UK Parliament Unanimously Declares Chinese Regime Committing Genocide in Xinjiang
The UK's Houses of Parliament in London on Dec. 31, 2020. (Niklas Halle'n/AFP via Getty Images)
Lily Zhou

The UK Parliament on April 22 unanimously passed a non-binding motion declaring that Uyghur Muslims and other ethnic and religious minorities in China's Xinjiang region are suffering crimes against humanity and genocide, and called on the UK government to use international law to bring it to an end.

This makes the UK Parliament the third legislature in the world—following Canada and the Netherlands—to approve motions referring to the treatment of Uyghur Muslims in Xinjiang as "genocide."
The U.S. government in January also declared that the Chinese regime had committed “genocide” and “crimes against humanity” against Uyghur Muslims in Xinjiang, and the U.S. House of Representatives on April 15 introduced a bipartisan resolution condemning the Chinese Communist Party’s genocide against the Uyghurs and other ethnic minorities.

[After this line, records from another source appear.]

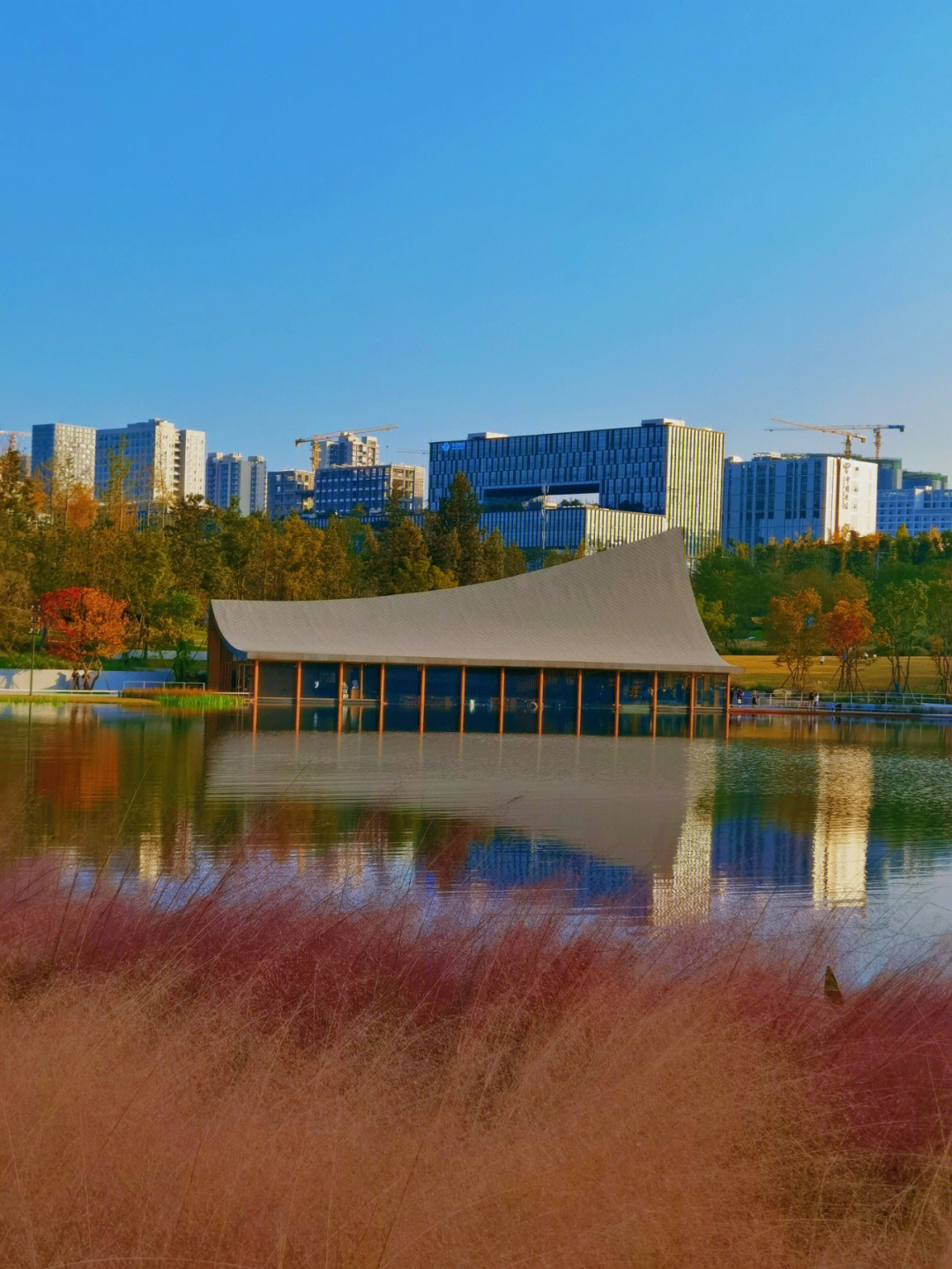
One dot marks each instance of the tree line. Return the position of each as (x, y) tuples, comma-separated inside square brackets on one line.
[(164, 567), (856, 594)]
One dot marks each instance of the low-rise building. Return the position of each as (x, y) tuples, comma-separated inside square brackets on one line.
[(63, 454)]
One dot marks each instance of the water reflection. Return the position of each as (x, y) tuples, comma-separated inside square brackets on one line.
[(828, 814)]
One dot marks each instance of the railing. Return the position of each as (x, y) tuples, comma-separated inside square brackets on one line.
[(783, 698)]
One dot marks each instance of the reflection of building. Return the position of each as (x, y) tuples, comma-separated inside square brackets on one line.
[(842, 829), (683, 889)]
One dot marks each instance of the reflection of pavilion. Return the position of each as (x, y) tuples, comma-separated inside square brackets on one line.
[(683, 889), (842, 826)]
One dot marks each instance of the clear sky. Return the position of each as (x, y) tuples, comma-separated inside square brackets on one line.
[(271, 220)]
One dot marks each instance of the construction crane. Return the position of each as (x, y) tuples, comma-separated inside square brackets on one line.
[(879, 429), (315, 442), (848, 434)]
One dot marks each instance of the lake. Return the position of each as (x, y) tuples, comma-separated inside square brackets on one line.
[(799, 818)]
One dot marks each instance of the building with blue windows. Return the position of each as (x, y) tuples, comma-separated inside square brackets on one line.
[(63, 454), (341, 490), (785, 496), (660, 468)]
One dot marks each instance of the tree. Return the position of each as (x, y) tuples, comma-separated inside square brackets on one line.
[(83, 624), (14, 608), (900, 616), (848, 630), (795, 631), (938, 619)]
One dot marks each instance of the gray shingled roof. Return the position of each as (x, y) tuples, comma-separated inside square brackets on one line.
[(628, 608)]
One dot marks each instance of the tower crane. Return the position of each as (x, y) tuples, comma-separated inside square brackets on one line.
[(315, 442), (879, 429), (848, 434)]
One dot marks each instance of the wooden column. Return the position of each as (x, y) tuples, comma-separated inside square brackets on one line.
[(726, 705)]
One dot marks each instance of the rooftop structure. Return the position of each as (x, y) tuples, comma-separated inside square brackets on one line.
[(660, 468), (618, 631), (63, 454)]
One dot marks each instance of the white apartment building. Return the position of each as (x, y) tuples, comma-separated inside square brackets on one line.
[(778, 496), (63, 454), (159, 462)]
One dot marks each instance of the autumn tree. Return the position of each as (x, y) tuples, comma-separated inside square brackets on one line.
[(795, 631), (83, 624), (938, 616), (900, 616), (848, 631)]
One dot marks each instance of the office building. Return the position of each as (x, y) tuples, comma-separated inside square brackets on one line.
[(778, 496), (340, 490), (289, 493), (158, 461), (63, 454), (660, 468), (234, 479), (917, 511)]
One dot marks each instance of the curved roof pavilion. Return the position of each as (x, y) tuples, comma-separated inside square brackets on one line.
[(629, 608)]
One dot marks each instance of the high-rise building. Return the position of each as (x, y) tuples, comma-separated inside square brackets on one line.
[(158, 461), (347, 450), (234, 479), (660, 468), (289, 491), (778, 496), (63, 454), (340, 490)]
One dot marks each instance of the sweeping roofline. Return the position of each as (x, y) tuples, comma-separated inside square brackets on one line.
[(630, 608)]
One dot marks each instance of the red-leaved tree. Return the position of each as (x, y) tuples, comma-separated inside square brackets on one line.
[(83, 624)]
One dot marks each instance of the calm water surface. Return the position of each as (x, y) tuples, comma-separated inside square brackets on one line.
[(848, 823)]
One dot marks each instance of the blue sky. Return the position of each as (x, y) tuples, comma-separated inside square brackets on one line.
[(477, 216)]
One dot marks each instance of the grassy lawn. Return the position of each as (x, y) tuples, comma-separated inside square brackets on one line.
[(762, 671)]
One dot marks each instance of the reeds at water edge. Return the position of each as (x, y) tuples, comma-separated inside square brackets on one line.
[(255, 1078)]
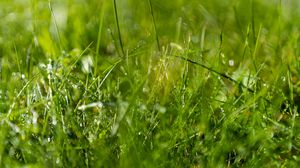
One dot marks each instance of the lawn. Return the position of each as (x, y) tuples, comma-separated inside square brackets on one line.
[(149, 83)]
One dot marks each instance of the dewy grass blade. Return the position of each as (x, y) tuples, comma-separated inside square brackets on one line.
[(118, 27), (154, 24)]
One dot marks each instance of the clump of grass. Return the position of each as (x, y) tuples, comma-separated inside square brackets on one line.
[(186, 84)]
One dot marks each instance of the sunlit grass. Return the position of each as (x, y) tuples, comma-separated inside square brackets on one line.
[(149, 83)]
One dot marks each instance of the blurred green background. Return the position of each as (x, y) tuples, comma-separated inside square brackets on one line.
[(55, 57)]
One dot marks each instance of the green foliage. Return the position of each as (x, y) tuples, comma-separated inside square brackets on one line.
[(173, 84)]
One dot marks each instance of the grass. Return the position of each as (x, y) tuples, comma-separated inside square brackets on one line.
[(149, 83)]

Members of Parliament cited evidence, including testimony, about detention camps, mass surveillance, rape, forced sterilization, and organ harvesting, and said "it is time" for the UK to act.

The motion calls upon the UK government to "act to fulfill their obligations under the Convention on the Prevention and Punishment of Genocide and all relevant instruments of international law, to bring it to an end."

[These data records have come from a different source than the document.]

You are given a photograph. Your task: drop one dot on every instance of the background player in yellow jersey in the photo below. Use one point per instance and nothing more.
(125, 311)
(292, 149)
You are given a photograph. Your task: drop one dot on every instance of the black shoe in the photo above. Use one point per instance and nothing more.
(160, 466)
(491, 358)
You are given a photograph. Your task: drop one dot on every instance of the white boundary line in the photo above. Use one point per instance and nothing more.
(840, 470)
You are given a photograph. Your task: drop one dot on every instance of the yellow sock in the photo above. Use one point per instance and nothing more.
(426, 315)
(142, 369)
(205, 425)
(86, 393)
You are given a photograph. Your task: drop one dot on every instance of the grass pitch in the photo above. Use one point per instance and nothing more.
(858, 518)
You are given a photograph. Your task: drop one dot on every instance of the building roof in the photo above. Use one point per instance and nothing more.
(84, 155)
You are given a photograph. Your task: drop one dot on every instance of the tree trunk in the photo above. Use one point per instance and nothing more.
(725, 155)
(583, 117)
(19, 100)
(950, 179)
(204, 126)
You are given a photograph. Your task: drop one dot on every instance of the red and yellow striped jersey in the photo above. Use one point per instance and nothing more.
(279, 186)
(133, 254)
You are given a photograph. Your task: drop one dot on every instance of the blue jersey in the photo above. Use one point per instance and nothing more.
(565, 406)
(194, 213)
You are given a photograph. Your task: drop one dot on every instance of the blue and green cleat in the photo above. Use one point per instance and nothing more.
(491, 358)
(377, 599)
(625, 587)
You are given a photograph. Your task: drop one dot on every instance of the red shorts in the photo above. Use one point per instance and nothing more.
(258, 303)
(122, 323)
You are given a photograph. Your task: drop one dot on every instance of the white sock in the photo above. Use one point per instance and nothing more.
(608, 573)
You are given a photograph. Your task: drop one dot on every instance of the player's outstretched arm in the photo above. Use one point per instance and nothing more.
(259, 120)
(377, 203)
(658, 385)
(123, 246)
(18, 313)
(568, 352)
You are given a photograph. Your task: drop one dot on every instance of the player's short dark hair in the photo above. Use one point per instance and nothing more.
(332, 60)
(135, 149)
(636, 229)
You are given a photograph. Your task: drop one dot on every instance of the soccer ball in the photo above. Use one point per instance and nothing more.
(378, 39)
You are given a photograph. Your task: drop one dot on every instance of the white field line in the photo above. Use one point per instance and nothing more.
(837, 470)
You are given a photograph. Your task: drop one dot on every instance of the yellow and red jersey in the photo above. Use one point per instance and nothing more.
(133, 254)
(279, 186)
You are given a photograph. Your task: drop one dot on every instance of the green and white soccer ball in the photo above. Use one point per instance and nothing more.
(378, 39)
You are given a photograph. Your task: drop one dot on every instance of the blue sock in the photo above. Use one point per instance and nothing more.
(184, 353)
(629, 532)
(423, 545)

Garnett Genuis, a Canadian member of the Inter-Parliamentary Alliance on China (IPAC), called the motion a milestone.

“Today’s vote is another milestone in the long road for justice for the Uyghur people. One by one, democratic parliaments around the world are beginning to recognise that the suffering of the Uyghurs is nothing short of genocide," IPAC quoted Genuis as saying, on Twitter.

Benedict Rogers, the co-founder of the Conservative Party Human Rights Commission, called it a "truly historic day."

Nusrat Ghani, the British lawmaker who proposed the motion, is one of five British MPs who have been sanctioned by the Chinese regime for being outspoken about human rights abuses against the Uyghur people in Xinjiang.

During the debate, MP Sir Charles Walker said that all members of Parliament need to take a stand.

"When a national government sanctions one member of Parliament in this place, that government, that national government is actually sanctioning all members of Parliament in this place, and it is incumbent on all of us, all 650 of us to stand as one at this moment," Walker told MPs.

Ghani replied by saying she believed that the sanctions imposed by Beijing are "sanctioning this house and asking it to stop raising human rights abuses in Xinjiang," and "the fact that we're here today and having this debate shows that the sanctions just haven't worked."

On the same day, the Lithuanian Parliament also convened to hear the evidence on human rights abuses taking place in Xinjiang.
Isabel van Brugen contributed to this report.